Bajo el paraguas de un plan anti-contingencia, Oldelval salió de urgencia a contratar todos los camiones de vacío disponibles en la región. A última hora de la tarde, más de 20 unidades trabajaban en el lugar para contener la expansión del derrame. No es sencillo controlar un derrame de estas características porque la red de Oldelval —la más grande del país— cuenta con válvulas de corte separadas por una buena cantidad de kilómetros. Es decir, por más que la empresa haya cortado el tramo afectado pasarán horas hasta el hidrocarburo cargado en los caños deje de fluir.

El principal accionista de Oldelval es YPF, la petrolera controlada por el gobierno. «Se activó el plan de contingencias previsto para estos eventos y se activaron todos los recursos para contener el derrame. Las causas están bajo investigación. Hemos ofrecido toda la asistencia que requieran», explicaron a EconoJournal fuentes cercanas a YPF.

Sin conducción

Si bien las fuentes consultadas indicaron que el derrame obedece a cuestiones de índole netamente técnica, el incidente medioambiental deja en evidencia a las principales compañías petroleras del país, que en más de tres meses no llegaron a un acuerdo para definir a un nuevo gerente general en la compañía tras la salida de Jorge Vugdelija a fines de agosto. Oldelval es una empresa estratégica porque transporta el petróleo que se extrae desde la cuenca Neuquina hasta las refinerías de Buenos Aires.
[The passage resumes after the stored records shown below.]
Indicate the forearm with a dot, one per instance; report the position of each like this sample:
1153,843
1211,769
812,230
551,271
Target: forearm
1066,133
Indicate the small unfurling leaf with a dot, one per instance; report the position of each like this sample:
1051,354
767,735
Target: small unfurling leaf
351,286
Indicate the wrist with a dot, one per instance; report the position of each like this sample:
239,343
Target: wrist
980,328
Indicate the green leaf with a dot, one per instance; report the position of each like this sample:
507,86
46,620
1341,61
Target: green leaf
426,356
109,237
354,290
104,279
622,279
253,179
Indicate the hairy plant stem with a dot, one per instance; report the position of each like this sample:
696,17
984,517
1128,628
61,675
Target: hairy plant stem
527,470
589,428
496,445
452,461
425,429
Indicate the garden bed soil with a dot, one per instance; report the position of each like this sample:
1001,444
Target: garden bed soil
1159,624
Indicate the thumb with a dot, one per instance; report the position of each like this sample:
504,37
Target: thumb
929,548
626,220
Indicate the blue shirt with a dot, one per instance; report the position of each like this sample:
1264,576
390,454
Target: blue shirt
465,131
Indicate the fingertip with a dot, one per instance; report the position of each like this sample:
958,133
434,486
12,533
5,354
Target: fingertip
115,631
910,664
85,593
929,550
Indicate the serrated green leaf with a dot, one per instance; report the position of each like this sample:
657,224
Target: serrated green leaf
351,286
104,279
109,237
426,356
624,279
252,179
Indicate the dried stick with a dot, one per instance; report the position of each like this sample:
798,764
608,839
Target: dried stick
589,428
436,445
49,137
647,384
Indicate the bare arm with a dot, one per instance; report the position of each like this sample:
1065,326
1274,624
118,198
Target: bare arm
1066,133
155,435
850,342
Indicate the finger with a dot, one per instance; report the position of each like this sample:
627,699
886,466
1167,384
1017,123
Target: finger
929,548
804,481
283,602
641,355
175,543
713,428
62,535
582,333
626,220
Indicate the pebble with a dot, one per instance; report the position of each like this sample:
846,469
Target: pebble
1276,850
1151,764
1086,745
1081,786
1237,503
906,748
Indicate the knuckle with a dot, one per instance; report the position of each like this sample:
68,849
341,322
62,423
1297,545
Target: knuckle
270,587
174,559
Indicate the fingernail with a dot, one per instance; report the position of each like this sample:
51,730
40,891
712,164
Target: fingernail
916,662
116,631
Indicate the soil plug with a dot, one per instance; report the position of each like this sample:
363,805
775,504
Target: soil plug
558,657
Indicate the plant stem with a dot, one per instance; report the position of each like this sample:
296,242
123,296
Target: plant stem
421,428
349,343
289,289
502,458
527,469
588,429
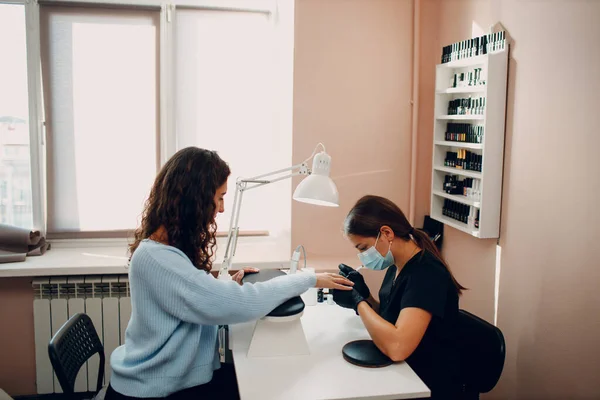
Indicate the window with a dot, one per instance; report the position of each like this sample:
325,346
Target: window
124,86
15,166
100,71
225,89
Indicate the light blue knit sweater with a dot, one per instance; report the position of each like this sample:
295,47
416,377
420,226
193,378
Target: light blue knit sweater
171,339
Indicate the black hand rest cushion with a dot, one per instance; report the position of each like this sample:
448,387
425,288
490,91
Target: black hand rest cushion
293,306
364,353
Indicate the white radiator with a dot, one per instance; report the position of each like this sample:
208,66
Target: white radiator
106,299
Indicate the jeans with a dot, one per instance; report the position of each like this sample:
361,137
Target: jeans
223,386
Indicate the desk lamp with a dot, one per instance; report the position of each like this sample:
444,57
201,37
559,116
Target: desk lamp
317,188
280,333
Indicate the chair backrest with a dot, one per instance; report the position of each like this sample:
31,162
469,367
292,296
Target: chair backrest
482,352
75,343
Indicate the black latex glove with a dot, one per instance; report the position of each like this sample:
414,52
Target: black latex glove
348,298
359,281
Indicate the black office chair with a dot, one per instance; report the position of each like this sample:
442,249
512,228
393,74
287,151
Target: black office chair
482,352
75,343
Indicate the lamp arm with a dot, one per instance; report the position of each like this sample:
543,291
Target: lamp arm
241,186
Está atravesando un momento delicado porque está operando sus instalaciones al máximo de su capacidad para atender el incremento de la producción de petróleo en Vaca Muerta, que en octubre superó los 190.000 barriles diarios de crudo.

La producción está topeado porque la red de ductos no puede evacuar más petróleo. La pregunta, que va más allá del derrame que se produjo hoy, es: ¿Es lógico que una compañía que está operando con un alto nivel de demanda, con el estrés operacional que eso supone, afronte esta particular coyuntura sin un gerente general y un equipo de conducción validado por los socios?
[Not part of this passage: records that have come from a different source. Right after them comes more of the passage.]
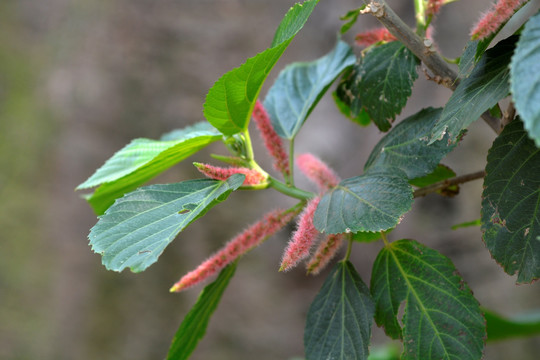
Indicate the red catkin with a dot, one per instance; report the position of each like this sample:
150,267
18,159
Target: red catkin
245,241
304,236
326,251
271,139
494,18
253,177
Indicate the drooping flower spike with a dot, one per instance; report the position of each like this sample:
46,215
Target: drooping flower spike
370,37
493,19
302,239
326,251
317,171
245,241
253,177
271,139
433,6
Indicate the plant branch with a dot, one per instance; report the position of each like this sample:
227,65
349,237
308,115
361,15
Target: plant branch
422,48
446,183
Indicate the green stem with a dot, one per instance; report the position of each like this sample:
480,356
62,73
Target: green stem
420,11
290,190
249,147
349,249
385,240
290,180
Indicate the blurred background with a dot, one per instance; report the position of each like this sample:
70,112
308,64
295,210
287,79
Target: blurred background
80,78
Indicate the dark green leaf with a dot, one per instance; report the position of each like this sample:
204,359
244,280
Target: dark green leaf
511,203
366,236
440,173
193,328
339,319
136,229
467,59
385,81
375,201
301,85
483,88
230,101
502,328
442,319
143,159
525,77
406,146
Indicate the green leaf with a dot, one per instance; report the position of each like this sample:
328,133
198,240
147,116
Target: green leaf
511,203
366,236
406,146
230,101
136,229
375,201
467,59
339,319
483,88
441,172
385,81
300,86
442,319
502,328
143,159
193,328
525,77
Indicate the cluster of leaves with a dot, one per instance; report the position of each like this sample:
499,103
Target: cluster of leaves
415,292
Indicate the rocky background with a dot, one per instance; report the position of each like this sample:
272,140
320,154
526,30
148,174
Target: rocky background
80,78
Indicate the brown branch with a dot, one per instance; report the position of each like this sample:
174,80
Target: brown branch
446,183
422,48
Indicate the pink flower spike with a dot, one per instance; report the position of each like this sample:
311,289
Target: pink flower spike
374,36
326,251
300,244
271,139
317,171
433,6
253,177
493,19
248,239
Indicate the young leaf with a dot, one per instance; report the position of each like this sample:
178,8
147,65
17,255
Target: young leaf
511,203
483,88
406,146
301,85
442,319
525,77
502,328
193,328
230,101
385,81
143,159
375,201
339,319
136,229
440,173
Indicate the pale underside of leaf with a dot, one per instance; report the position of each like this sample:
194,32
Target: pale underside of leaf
136,229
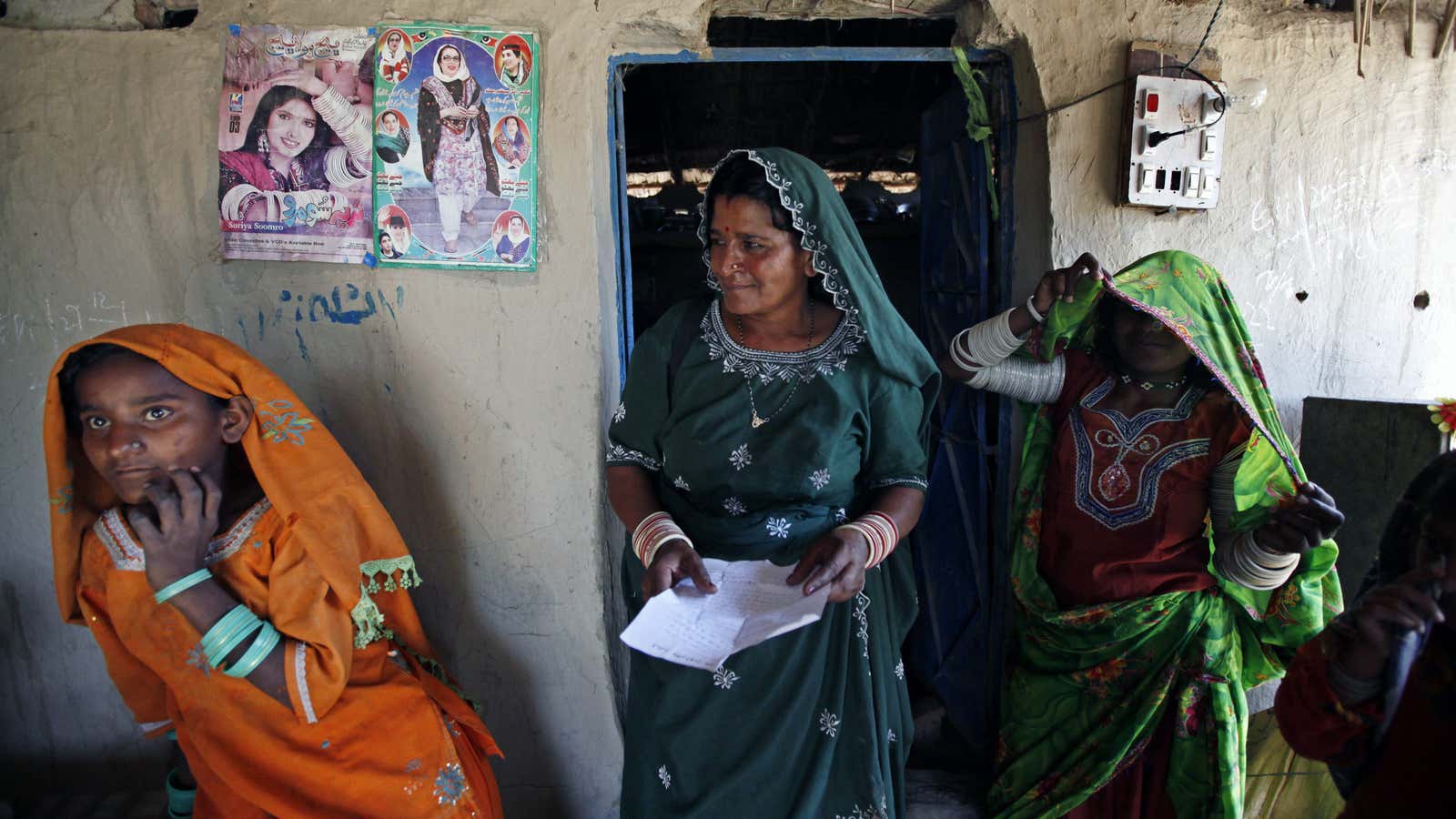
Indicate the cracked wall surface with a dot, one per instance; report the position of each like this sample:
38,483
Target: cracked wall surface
475,401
El mayor accionista de Oldelval es YPF, que está asociada con varias de los grandes jugadores de la industria como Pan American Energy, Pluspetrol, Chevron, Exxon, Tecpetrol y Pampa Energía. En dos de las empresas reconocieron que lo ideal sería enfrentar este contexto con un nuevo líder gerencial avalado por los socios. «Hemos sido bien explícitos en la necesidad y generosos en proponer a los mejores profesionales. Debería resolverse en breve«, reconocieron a este medio desde una de esas compañías.
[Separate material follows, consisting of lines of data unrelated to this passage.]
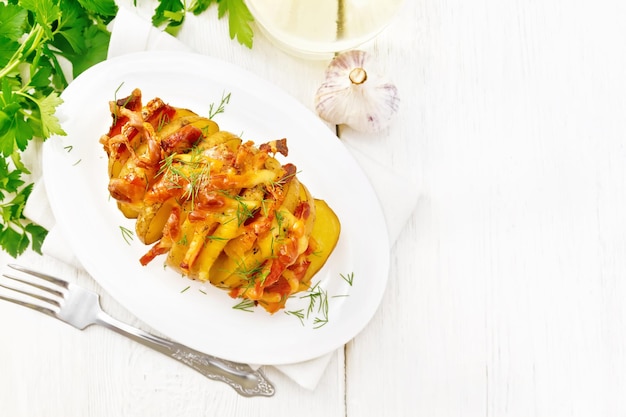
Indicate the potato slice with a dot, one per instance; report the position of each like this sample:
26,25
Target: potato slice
325,235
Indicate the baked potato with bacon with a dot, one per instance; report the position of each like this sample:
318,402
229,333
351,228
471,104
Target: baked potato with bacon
219,208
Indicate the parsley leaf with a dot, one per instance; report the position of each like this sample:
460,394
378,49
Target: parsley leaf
171,15
34,34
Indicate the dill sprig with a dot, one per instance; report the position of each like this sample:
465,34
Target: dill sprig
349,278
127,234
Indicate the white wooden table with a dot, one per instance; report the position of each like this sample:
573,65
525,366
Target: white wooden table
507,288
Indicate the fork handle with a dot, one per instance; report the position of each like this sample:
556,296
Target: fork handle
241,377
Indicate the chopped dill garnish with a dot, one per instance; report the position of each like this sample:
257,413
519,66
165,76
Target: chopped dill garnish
221,108
349,278
127,234
245,305
297,313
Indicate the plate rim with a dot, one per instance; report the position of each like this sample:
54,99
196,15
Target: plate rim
150,56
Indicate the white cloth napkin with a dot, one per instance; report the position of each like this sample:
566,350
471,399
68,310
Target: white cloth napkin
133,33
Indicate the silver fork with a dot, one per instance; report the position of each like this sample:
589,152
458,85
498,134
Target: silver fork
80,308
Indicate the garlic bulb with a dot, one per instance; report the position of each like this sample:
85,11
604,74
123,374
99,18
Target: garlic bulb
355,94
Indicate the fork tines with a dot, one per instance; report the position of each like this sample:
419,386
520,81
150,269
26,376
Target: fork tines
27,287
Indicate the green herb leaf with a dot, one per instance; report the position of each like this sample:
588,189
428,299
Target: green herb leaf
34,34
239,18
171,13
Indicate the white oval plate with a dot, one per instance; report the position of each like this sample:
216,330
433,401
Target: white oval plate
203,317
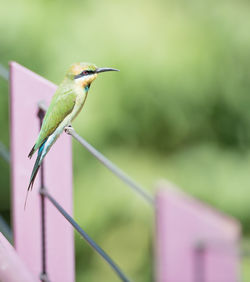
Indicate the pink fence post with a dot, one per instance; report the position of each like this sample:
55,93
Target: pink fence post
12,268
193,241
27,90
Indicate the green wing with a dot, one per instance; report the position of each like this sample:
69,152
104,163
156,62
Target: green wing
61,105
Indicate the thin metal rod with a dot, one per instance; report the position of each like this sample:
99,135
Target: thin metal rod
112,167
199,262
100,157
5,229
4,73
91,242
43,275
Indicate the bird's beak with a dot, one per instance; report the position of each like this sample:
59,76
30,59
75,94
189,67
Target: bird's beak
105,69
Respecto de la saturación de la capacidad de transporte por el salto de la producción de petróleo en Vaca Muerta, desde la empresa señalaron que el incremento inesperado de la actividad productiva en la cuenca neuquina llegó en un momento complejo debido a las obras que hubo que frenar durante el contexto de pandemia: «Estamos trabajando en un plan de inversión que ronda los US$ 50 millones para aumentar la capacidad de bombeo a 42.000 metros cúbicos diarios para mediados del 2022».